I have worked behind the scenes for a number of years to attempt to get redress for some of the mistakes that the IGS Board of Trustees bears responsibility for, sorely hoping not to have to make public the Institute's 'dirty laundry'. But I have finally come to the conclusion that the Institute of General Semantics' ongoing problems cannot be addressed and its healthy survival ensured until the painful history of past mistakes is faced and openly acknowledged by those involved. I guess that most of the present Board of Trustees don't know anything of what transpired. Those who do know something don't seem to have enough power yet to deal with those few colleagues directly responsible for the archives disaster. Given my long and public history with the organization, people from around the world interested in the korzybskian non-aristotelian outlook have contacted me—especially since the publication of Korzybski: A Biography—wanting to learn more and get involved with the Institute. It is difficult to refrain from telling them that mainly 'there is no there, there' at the IGS anymore. I do tell people who ask and wonder what's going on at the Institute, not to expect too much. 

The korzybskian stream still flowed strongly at the IGS for most of the years that my wife and I worked there in many capacities, however difficult the financial and organizational challenges that we faced at the time. But however much money the IGS has now, mainly from bequests, the korzybskian stream there has pretty much dried up. Unless mistakes are acknowledged, the lost links with the Institute's history and tradition restored, and present-day organizational challenges addressed openly and with action; I'm afraid that the Institute will slowly fade away. In its present condition, it seems to me more than anything else an impediment to carrying on Korzybski's legacy in the 'information age'. 
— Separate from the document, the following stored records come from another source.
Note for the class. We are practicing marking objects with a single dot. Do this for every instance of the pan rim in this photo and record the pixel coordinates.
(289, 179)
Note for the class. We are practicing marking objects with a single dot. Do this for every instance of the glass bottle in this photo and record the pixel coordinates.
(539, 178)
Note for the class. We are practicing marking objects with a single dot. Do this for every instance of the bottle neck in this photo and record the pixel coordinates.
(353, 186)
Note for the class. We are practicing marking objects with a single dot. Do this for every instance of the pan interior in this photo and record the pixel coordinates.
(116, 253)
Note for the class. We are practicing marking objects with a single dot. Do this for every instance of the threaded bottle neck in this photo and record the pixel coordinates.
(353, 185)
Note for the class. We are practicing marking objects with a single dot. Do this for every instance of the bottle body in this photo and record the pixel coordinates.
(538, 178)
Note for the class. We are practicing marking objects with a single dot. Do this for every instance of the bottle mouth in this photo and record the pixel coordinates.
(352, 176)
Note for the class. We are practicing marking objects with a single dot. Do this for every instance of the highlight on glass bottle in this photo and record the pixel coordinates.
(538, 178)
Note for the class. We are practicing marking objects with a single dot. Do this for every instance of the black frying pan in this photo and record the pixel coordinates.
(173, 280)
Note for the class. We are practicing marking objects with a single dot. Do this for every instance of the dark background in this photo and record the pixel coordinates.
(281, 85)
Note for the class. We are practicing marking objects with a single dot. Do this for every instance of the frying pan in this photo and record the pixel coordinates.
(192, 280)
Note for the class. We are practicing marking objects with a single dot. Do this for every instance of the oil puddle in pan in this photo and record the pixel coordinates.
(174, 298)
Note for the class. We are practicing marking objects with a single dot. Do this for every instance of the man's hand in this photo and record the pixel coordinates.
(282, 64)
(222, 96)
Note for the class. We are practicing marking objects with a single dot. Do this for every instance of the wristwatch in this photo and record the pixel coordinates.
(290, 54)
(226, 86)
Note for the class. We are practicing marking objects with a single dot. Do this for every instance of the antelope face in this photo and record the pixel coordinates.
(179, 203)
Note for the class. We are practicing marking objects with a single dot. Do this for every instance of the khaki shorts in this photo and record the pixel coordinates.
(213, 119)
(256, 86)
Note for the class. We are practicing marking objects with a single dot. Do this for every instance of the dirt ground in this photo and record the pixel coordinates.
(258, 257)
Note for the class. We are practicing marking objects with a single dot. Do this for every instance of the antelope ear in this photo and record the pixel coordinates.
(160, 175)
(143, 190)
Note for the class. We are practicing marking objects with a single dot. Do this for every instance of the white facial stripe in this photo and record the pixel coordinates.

This little bit of painful history puts in clearer context the growth of Korzybski's work in India, where the Parekh Centre founded in 2009 by philanthropic industrialist Mr. B. K. Parekh, head of Pidilite Industries, has been thriving. Under the steadfast leadership of Professor Prafulla Kar and his staff and associates, the Parekh Centre has indeed become the most active and engaged independent GS organization on the planet with a dedicated building; a regular newsletter; a new journal, Anekant; and a vital and varied educational program offering a large number of courses and trainings all over India. The 'spirit' of doing and a desire to connect to the korzybskian tradition seems quite apparent there. Interest in GS is growing throughout the subcontinent nation. Thus the Parekh Centre's invitation to me, as perhaps the most prominent of the small number of living korzybskian-GS scholar-practitioners. (Accurate; though it sounds pretentious, even to me. It hasn't gone to my head; a fish can't get very big in a very, very small pond.)

So Korzbyski's work has really taken off in India. I'm looking forward to my trip there and want to give the Indians a giant  korzybskian boost; they've already given a huge boost to me. People interested in Korzybski's work in India and elsewhere, including the United States, should no longer look to the present Institute of General Semantics as a significant center of the discipline. Maybe this can change, but under its present leadership and board of trustees, the Institute of General Semantics has lost its direction. Right now, it's time to look to India, for the future of Korzybski's work.*

*There is also a lively, very active group in Australia, which I would be remiss in not at least acknowledging here. More on them later.